Talvez fosse mais simples assim. Então se deu conta de que mesmo que estivesse no lado
oeste e recebesse o calor do sol poente ele ainda teria as visitas da enfermeira para cotejar
e saber de que parte do dia se tratava pois agora estava convencido de que ela trocava a
roupa de cama pela manhã.
Ora seu idiota ele disse a si mesmo você está complicando tanto as coisas que nunca vai
se livrar disso se não parar. A primeira coisa a fazer é captar o nascer do sol. Na próxima vez
que a enfermeira vier ao quarto e lhe der banho e trocar a roupa de cama você vai presumir
que são oito horas da manhã. De modo que você pode pensar no que quiser sem se
preocupar ou pode até dormir porque cada vez que ela vem ela o acorda. Você vai esperar e
contar mais cinco visitas e a quinta deverá ser por volta das quatro da madrugada. Quatro
da madrugada é pouco antes do nascer do sol portanto depois da quinta visita da
enfermeira você vai ficar acordado e concentrar toda a sua mente e a sua pele na tarefa de
captar a mudança de temperatura quando ela vier. Talvez funcione e talvez não. Caso
funcione tudo o que você tem a fazer é esperar mais seis visitas e ver se há outro
amanhecer e se houver você terá o número de visitas a cada vinte e quatro horas e isso lhe
dará um meio de estabelecer um calendário em torno das visitas da enfermeira. O
importante é detectar dois amanheceres seguidos pois assim você terá capturado o tempo
para sempre e poderá começar a entrar em sintonia com o mundo.
Foi só oito visitas depois que ele sentiu as mãos da enfermeira tirando seu camisão de
dormir e começando a limpar sua pele com uma esponja embebida em água morna. Seu
coração bateu mais rápido o sangue irrigou sua pele com um ímpeto de empolgação
porque ele sentiu que estava começando de novo a capturar o tempo só que agora fazia
isso de modo mais esperto de modo mais sábio. Sentiu-se rolado de lado e mantido assim
enquanto a cama estremecia sob as mãos diligentes da enfermeira. Então ele foi rolado de
volta entre lençóis limpos e frescos. A enfermeira se movimentou perto do pé da cama por
um minuto. Ele sentia a vibração dos passos dela pelo quarto. Então as vibrações sumiram
e houve um breve e agudo tremor da porta se fechando e ele soube que estava sozinho de
novo.
Calma disse ele a si mesmo calma que você ainda não provou coisa nenhuma. Você pode
ter bolado tudo errado. Talvez suas suposições estejam erradas. Se estiverem você vai ter
que fazer toda uma nova série de suposições portanto não fique tão animadinho. Sossegue
o facho e conte mais cinco visitas. Ele cochilou um pouco e pensou numa porção de coisas
mas o tempo todo no quadro negro da sua mente ele manteve o número dois ou três ou o
que fosse até que finalmente veio a quinta visita com os pés da enfermeira vibrando contra
o chão e suas mãos nele e na cama. De acordo com suas suposições agora deviam ser
quatro da madrugada e em pouco tempo dependendo de estarem no inverno ou no verão
ou no outono ou na primavera o sol nasceria.
Quando ela saiu ele começou a se concentrar. Não se permitiria cair no sono. Não
permitiria que sua mente divagasse nem por um minuto. Não permitiria que a sufocante
excitação que o dominava por dentro e por fora interferisse no seu raciocínio e na sua
percepção enquanto esperava pelo nascer do sol.
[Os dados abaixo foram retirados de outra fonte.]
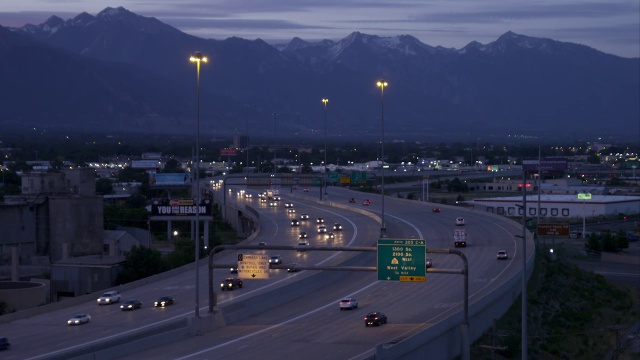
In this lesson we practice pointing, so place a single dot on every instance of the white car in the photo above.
(110, 297)
(79, 319)
(348, 304)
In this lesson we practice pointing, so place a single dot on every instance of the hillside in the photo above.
(572, 315)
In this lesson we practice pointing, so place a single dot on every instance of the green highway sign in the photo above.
(402, 260)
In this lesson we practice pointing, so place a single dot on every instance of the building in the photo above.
(561, 206)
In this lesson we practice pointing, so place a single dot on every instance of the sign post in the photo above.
(252, 266)
(402, 260)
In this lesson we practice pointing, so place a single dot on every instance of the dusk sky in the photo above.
(611, 26)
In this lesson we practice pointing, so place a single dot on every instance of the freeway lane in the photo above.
(314, 328)
(51, 334)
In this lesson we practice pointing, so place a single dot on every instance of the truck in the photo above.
(460, 237)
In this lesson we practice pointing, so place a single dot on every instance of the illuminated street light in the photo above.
(197, 57)
(324, 176)
(382, 84)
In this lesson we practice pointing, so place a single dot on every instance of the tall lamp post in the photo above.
(325, 101)
(382, 84)
(198, 57)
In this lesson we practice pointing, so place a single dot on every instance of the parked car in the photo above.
(79, 319)
(109, 297)
(131, 305)
(230, 284)
(375, 318)
(348, 303)
(294, 267)
(164, 301)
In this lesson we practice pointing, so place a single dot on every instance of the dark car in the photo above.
(375, 318)
(164, 301)
(230, 284)
(428, 262)
(131, 305)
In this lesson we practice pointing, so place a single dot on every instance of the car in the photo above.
(164, 301)
(131, 305)
(302, 245)
(348, 304)
(109, 297)
(375, 318)
(79, 319)
(4, 343)
(294, 267)
(230, 284)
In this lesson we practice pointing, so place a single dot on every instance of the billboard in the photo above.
(179, 207)
(546, 164)
(170, 179)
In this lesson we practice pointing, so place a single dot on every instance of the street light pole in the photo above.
(197, 57)
(324, 176)
(382, 84)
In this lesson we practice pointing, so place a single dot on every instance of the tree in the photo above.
(140, 263)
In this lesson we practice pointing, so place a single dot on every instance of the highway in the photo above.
(311, 325)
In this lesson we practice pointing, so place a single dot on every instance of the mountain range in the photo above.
(122, 72)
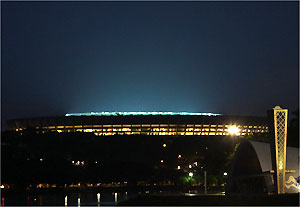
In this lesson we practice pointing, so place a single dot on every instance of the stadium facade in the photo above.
(144, 123)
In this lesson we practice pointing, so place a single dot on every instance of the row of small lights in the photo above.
(139, 113)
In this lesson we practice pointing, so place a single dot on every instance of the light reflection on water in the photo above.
(70, 199)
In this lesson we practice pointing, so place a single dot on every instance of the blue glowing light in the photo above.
(116, 113)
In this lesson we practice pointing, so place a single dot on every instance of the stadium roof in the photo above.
(117, 113)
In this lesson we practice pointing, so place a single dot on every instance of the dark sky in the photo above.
(222, 57)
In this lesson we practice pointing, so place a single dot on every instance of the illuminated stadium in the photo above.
(145, 123)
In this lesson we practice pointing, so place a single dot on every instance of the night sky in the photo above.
(236, 58)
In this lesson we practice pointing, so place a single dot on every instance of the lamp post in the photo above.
(233, 130)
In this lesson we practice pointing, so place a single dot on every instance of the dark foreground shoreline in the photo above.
(213, 200)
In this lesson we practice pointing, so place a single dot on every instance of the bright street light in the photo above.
(233, 130)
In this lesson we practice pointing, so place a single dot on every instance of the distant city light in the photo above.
(117, 113)
(98, 197)
(233, 130)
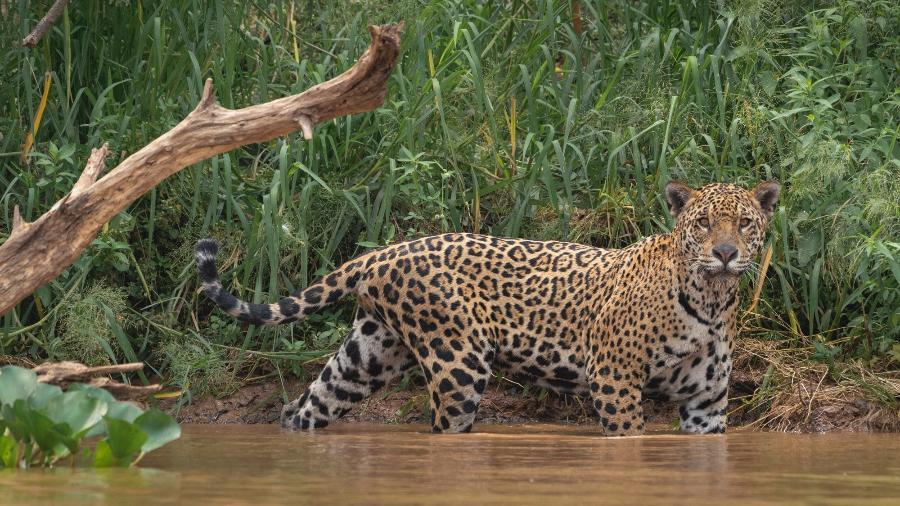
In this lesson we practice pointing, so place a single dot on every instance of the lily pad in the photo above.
(159, 427)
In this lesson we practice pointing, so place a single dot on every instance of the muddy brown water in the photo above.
(357, 463)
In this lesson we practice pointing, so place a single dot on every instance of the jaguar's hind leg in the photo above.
(370, 357)
(456, 385)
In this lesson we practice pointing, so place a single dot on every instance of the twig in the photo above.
(44, 24)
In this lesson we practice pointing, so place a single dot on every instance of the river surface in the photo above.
(357, 463)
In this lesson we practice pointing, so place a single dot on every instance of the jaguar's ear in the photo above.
(766, 195)
(677, 195)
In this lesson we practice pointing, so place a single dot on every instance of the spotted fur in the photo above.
(653, 320)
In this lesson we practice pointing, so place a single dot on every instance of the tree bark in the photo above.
(44, 24)
(64, 374)
(37, 252)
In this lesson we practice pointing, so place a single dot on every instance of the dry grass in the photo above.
(784, 390)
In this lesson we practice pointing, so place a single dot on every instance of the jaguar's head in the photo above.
(720, 227)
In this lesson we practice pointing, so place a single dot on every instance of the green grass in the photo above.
(479, 133)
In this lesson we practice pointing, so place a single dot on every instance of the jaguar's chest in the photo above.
(695, 352)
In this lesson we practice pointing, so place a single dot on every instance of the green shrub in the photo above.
(41, 425)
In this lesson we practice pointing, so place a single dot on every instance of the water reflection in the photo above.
(360, 464)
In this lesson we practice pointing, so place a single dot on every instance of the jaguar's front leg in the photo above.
(616, 396)
(704, 413)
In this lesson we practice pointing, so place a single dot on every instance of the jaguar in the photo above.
(657, 319)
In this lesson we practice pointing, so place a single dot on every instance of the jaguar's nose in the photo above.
(725, 253)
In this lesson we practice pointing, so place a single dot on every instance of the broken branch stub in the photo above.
(64, 374)
(37, 252)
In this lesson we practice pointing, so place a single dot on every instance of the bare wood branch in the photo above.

Estava no encalço de algo tão precioso e
empolgante que era quase como nascer de novo por completo para o mundo. Ficou lá
deitado pensando dentro de uma hora ou três horas ou com certeza dez horas eu sentirei
uma mudança em minha pele e então saberei se é dia ou noite.
Parecia que o tempo permanecia perfeitamente imóvel só para espicaçá-lo. Ele teve
pequenos espasmos de pânico quando se convenceu de que a mudança tinha ocorrido sem
que ele percebesse e com cada pequeno espasmo ele sentia aumentar o enjoo no
estômago. Depois veio um período de clareza durante o qual ele apurou com calma a
sensibilidade da pele e convenceu-se de que estava lúcido de que não adormecera de que
não perdera nada de que sua mente não divagara de que a mudança ainda estava por vir.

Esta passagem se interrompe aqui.